Además tenía que haberles sucedido algo terrible. Mientras pasaba al lado de su mesa de trabajo, tomó el teléfono. Dudaba de que Faye y Kevin estuvieran en casa, pero les dejaría un mensaje. Seguramente comprobarían los mensajes al regresar, por muy grave que hubiera sido lo que les había pasado.

Pero no tuvo que dejar un mensaje, porque ellos le habían dejado a ella uno.

– Jessie, cariño, necesitamos dormir de verdad, y pensamos que ya que eres la madrina de Bertie, no te importaría…

– No teníamos a nadie más a quién pedírselo… -interrumpía Faye a su marido.

– ¡Pedir! ¡Pedir! -exclamó Jessie, enfadada, como si los tuviera delante-. No me lo habéis pedido porque conocíais cuál iba a ser la respuesta. Sabíais perfectamente que no se permite tener niños en Taplow Towers.

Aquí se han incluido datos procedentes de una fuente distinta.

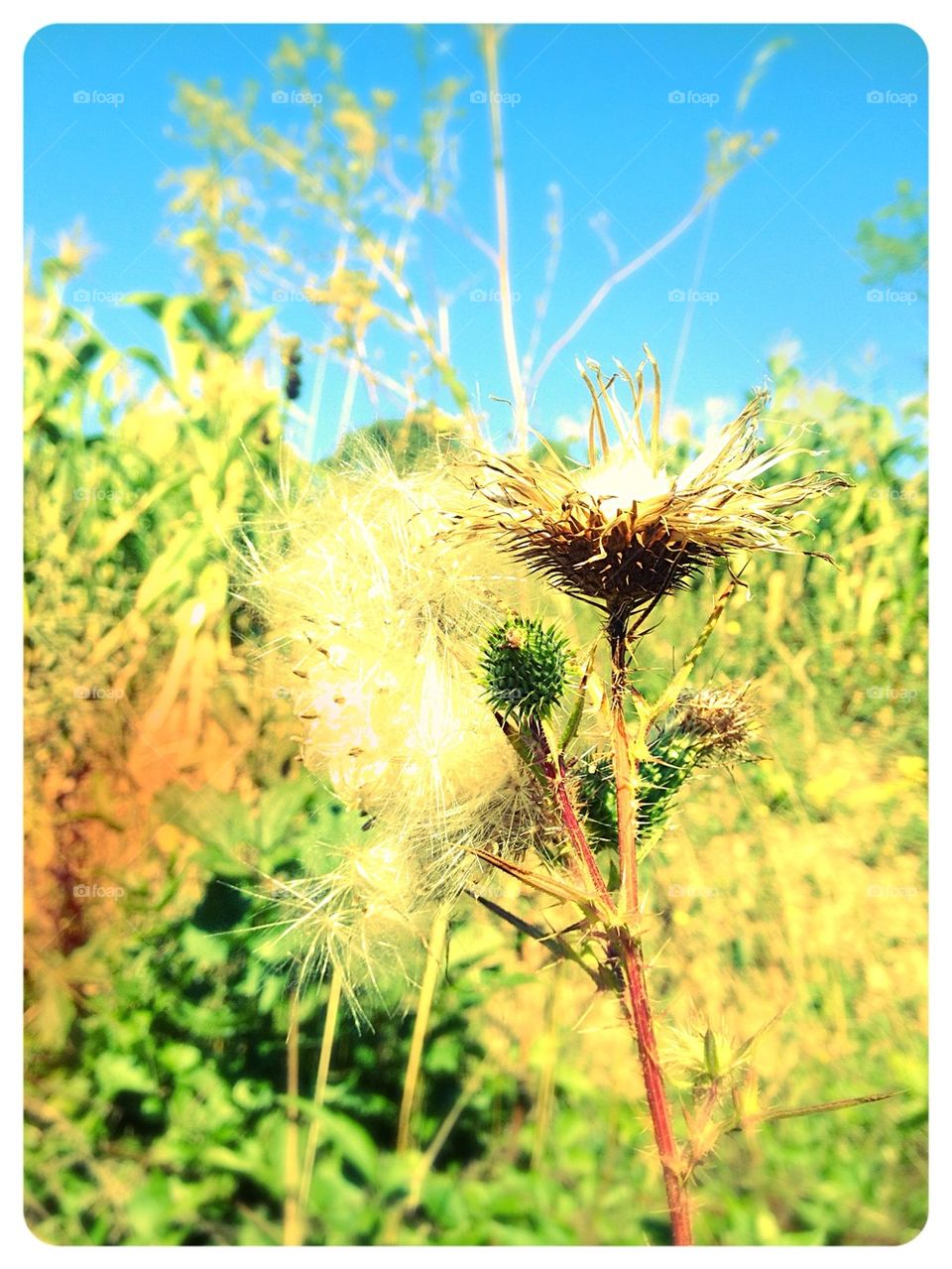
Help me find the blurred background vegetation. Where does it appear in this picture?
[26,22,926,1245]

– Me voy a marchar unos días con Faye, para estar sin niños, ni teléfono -continuó diciendo su hermano-. Te prometo que algún día haremos lo mismo por ti.

– No creo que tengáis la posibilidad -gruñó. Después, horrorizada por la gravedad del problema que tenía, miró a Bertie, que la miró también un momento antes de hacer un puchero-. ¡No, Bertie! -le suplicó-. ¡Por favor, cariño! -pero Bertie no estaba escuchando.

Sin embargo, el resto del edificio sí.

– Última llamada para el vuelo de British Airways, con destino a Londres…

Patrick terminó de facturar, y se dirigió hacia la puerta de embarque. Era el día de suerte de Carrie. Gracias al cambio de alegato de su cliente, al que seguramente habían pagado bien por hacerlo, ya que así protegía a gente de las altas esferas, volvía a casa antes de lo previsto. Como no estaba dispuesto a compartir su casa con nadie, y menos con una chica de dieciocho años, le «prestaría» el dinero para que se marchara a Europa con sus amigos, a cambio de que le prometiera estudiar en firme a su regreso.